Central coordination board to distribute identity cards to poor from Sept 17


A 10-member Central Coordination Board was formed today under the leadership of Poverty Alleviation Fund (PAF) vice chair Janak Raj Joshi to distribute identity cards to poor households.
The secretariat of the board — that includes secretaries from Finance Ministry, Home Ministry, Prime Minister's Office, National Planning Commission (NPC) and other related ministries — will be established in the Poverty Alleviation Department of the National Planning Commission, according to Joshi.
"The meeting today also decided to start the distribution of identity cards to the poor from September 17, if everything goes as planned," he said, adding that chief secretary Leela Mani Paudyal also participated in the meeting.

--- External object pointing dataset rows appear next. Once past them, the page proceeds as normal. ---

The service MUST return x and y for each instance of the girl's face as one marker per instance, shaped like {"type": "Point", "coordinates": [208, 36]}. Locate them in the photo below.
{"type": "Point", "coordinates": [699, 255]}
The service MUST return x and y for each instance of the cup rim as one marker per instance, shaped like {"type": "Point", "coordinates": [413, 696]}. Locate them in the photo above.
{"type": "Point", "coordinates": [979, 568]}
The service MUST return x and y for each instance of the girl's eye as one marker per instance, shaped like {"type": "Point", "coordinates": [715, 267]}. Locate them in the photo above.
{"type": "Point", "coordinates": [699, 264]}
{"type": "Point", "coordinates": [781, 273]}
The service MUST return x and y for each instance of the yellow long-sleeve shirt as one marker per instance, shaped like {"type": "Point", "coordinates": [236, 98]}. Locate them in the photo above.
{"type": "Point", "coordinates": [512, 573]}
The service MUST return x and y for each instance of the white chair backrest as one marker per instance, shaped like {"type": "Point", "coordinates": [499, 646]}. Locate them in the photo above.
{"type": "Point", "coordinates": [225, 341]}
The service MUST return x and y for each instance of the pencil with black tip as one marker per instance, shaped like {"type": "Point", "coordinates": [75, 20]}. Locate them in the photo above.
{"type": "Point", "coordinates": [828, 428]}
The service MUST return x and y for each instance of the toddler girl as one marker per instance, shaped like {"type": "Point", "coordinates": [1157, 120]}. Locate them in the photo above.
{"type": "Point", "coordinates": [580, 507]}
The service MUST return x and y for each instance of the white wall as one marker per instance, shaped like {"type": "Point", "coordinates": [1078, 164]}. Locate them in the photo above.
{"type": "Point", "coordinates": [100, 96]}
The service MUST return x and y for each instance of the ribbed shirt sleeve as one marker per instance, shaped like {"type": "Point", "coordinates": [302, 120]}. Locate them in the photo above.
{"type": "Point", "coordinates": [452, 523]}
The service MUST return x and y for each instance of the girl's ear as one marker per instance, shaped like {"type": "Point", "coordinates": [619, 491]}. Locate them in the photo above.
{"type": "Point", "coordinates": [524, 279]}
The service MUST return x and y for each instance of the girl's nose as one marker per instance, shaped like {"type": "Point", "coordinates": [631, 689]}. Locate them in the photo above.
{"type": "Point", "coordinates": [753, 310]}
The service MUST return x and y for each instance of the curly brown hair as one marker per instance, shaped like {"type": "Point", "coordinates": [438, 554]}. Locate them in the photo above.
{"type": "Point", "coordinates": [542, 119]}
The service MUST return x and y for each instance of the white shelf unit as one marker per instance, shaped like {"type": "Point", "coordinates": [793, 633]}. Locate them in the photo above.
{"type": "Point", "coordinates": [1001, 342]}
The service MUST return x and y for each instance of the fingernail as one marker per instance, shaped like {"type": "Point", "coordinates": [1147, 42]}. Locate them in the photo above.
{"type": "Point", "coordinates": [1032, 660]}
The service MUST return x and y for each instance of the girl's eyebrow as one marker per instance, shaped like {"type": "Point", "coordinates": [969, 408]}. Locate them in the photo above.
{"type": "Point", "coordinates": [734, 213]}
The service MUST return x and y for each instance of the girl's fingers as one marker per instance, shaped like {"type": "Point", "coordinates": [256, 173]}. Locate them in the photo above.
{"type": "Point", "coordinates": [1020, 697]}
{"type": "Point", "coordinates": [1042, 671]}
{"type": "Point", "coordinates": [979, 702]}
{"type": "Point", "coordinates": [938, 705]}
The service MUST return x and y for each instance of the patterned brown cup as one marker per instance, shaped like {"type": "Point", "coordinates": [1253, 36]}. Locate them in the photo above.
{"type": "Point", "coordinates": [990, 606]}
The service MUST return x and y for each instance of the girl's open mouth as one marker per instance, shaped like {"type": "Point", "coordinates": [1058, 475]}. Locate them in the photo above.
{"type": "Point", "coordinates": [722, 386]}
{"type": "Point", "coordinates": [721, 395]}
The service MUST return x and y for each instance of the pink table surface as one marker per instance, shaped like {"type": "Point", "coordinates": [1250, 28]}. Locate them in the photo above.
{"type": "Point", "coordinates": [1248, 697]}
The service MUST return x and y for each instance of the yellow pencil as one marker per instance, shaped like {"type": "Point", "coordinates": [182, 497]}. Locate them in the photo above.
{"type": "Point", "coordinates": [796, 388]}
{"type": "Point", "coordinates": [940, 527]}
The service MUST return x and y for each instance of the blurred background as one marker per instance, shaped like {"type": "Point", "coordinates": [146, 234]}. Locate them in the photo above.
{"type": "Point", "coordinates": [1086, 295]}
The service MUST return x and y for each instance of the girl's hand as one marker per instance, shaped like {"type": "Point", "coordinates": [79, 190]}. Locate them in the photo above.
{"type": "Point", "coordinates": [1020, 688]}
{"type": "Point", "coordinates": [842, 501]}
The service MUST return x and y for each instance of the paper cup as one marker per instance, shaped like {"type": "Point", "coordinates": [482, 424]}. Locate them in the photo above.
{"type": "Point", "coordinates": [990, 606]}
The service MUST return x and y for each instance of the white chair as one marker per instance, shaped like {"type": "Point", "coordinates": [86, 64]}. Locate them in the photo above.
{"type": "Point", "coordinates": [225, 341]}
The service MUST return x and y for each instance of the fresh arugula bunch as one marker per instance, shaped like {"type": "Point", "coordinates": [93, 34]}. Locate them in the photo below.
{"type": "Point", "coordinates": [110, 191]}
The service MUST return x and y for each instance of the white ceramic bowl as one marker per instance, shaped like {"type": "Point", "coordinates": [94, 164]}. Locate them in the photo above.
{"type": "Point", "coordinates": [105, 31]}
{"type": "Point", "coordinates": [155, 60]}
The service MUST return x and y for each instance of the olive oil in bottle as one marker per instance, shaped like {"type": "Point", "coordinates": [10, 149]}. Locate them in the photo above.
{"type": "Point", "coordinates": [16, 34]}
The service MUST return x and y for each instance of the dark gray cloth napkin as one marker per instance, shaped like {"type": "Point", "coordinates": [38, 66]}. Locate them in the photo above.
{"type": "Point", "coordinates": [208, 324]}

The Poverty Alleviation Fund (PAF) is planning to categorise the poor into three categories — the lowest 10 quintile, 20 quintile and 30 quintile below the poverty line — to make it easier for the government to provide them preferential treatment according to their status.
They will be identified through different colour cards and get preferential treatment on education, health, agriculture, water and sanitation, and skill development.
According to the Central Bureau of Statistics (CBS), some 25.16 per cent — a quarter of the total population of 26.6 million — live below the poverty line as they earn less than Rs 54 a day or Rs 19,261 per year, according to the new poverty line drawn by the third Nepal Living Standard Survey.
The national poverty line that has been calculated on the basis of consumption which states that a person needs an intake of 2,220 calories per day has been recognised by the fund too — though there are various definitions of poverty — to start the pilot programme.
The increasing urban poverty incidence has made the fund start focusing on the urban poor too, besides shifting its focus on socio-economic transformation from the current programmes that have been providing the poor ‘relief’ only.
According to the third Nepal Living Standard Survey, urban poverty has increased significantly from what was recorded in the second survey. The urban population living below the poverty line was 21.55 per cent in fiscal year 1995-96 — during the first Nepal Living Standard Survey — which fell to 9.55 per cent in fiscal year 2003-04 — in the second Nepal Living Standard Survey (NLSS) — but the figure rose to 15.46 per cent in the third survey in fiscal year 2009-10. Similarly, the urban poverty gap has also increased to 3.19 per cent in the third survey from 2.20 per cent in the second survey.
The policy shift from the current programme — second phase — that will come to an end in mid-2014 and the fund have now added socio-economic transformation programme targeting at training the poor on entrepreneurship skills so that they can contribute to capital formation in the PAF III.